It's the accident--the stupid accelerator accident, and all of the sudden he got his mom to kill herself and he felt happy for the first time in a long time. He remembers smiling at her funeral, remembers whispering to Natalie that she'd probably be better doing the same thing just because he craved that same feeling he got. She told him he was a freak and he disappeared, panicked, because whatever he could do--and he still wasn't sure what it was--didn't work.
Gabe, eventually, figured it out. He could make people think he'd been there their entire lives with just a little verbal coaxing here and there, ruin their lives, feed off of it--that's what he called it--feeding--and then move on. He convinced waitresses and waiters at diners that they'd known him his whole life and he can get things on the house, convinced hotel after hotel that he was just always there for as long as they can remember. He got by. And then? Then Gabe got ambitious.
He remembers a field trip he only half paid attention to to the labs, and then realized that that was his big score--his big fix. The guy that was responsible for that entire accident had to be the most miserable son of a bitch there was. He marches up right to the only crew left, convinces them he was there since the beginning, and is officially part of the team. It works--he just feeds some lie about Harrison Well's wife knowing him and recommending him and he knows he's in for keeps.

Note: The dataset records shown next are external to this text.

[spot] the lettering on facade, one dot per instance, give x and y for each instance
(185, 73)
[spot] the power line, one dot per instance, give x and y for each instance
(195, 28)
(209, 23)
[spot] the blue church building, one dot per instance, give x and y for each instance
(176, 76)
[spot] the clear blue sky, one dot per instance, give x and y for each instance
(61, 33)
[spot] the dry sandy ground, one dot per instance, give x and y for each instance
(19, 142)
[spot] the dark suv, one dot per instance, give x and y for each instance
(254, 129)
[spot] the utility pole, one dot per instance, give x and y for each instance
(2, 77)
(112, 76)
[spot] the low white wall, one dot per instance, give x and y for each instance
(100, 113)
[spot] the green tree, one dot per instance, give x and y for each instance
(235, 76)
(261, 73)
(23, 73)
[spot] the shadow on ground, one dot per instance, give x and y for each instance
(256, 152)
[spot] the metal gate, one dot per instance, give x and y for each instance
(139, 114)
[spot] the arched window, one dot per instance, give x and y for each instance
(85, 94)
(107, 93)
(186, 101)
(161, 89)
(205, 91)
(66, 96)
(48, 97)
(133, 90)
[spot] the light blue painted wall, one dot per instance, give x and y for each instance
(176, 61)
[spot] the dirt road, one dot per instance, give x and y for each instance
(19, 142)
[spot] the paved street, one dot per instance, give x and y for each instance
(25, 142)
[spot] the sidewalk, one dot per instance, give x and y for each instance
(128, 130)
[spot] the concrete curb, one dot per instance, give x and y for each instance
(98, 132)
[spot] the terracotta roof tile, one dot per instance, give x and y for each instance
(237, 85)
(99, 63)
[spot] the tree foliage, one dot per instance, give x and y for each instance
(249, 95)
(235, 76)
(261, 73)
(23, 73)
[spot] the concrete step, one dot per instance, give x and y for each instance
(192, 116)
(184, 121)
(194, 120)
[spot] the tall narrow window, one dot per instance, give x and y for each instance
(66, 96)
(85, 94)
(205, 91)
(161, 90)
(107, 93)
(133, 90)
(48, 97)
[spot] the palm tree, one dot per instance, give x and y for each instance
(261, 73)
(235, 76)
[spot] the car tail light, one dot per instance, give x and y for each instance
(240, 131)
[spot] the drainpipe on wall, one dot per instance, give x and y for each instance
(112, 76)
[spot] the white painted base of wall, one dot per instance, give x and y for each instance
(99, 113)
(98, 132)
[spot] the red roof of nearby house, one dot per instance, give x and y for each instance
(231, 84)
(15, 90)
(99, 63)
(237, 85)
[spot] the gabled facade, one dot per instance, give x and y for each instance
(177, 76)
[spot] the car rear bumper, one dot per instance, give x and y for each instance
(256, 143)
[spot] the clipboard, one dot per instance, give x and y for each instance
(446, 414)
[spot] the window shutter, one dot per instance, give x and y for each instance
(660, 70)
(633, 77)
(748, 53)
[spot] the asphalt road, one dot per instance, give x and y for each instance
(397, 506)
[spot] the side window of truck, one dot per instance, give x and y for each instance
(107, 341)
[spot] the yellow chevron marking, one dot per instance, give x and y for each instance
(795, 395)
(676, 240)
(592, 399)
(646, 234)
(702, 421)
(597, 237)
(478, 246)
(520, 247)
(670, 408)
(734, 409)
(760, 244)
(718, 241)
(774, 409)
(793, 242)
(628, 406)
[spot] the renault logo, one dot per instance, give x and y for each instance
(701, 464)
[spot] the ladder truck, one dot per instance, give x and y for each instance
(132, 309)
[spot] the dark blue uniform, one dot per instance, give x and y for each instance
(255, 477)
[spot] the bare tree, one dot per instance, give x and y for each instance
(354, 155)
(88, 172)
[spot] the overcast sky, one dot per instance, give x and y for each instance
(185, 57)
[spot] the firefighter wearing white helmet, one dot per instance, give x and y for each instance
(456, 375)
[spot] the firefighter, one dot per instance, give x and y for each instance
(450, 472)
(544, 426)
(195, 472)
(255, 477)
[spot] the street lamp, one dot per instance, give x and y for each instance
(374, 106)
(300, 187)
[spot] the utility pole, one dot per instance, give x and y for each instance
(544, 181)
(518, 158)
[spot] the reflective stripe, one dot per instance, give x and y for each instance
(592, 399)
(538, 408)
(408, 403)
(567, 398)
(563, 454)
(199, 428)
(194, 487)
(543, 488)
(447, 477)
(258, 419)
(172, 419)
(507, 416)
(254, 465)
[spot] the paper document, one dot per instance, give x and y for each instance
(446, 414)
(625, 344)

Currently, he's got his legs kicked up on a table, everyone else gone home save for him and the professor--doctor--whatever he is. He's got a Nintendo in hand, half-heartedly playing, as he goes through the facts for a hundredth, millionth time: metahumans existed. He was a metahuman. And if he scores a friendship with another one--not Barry, it would fuck with his plan--he'd probably get the biggest meal of his life.
"Hey," he brings his feet down and spins on his chair towards the man in the wheelchair. "What are you doing here, anyway? Whatcha workin' on? Shouldn't you be home?"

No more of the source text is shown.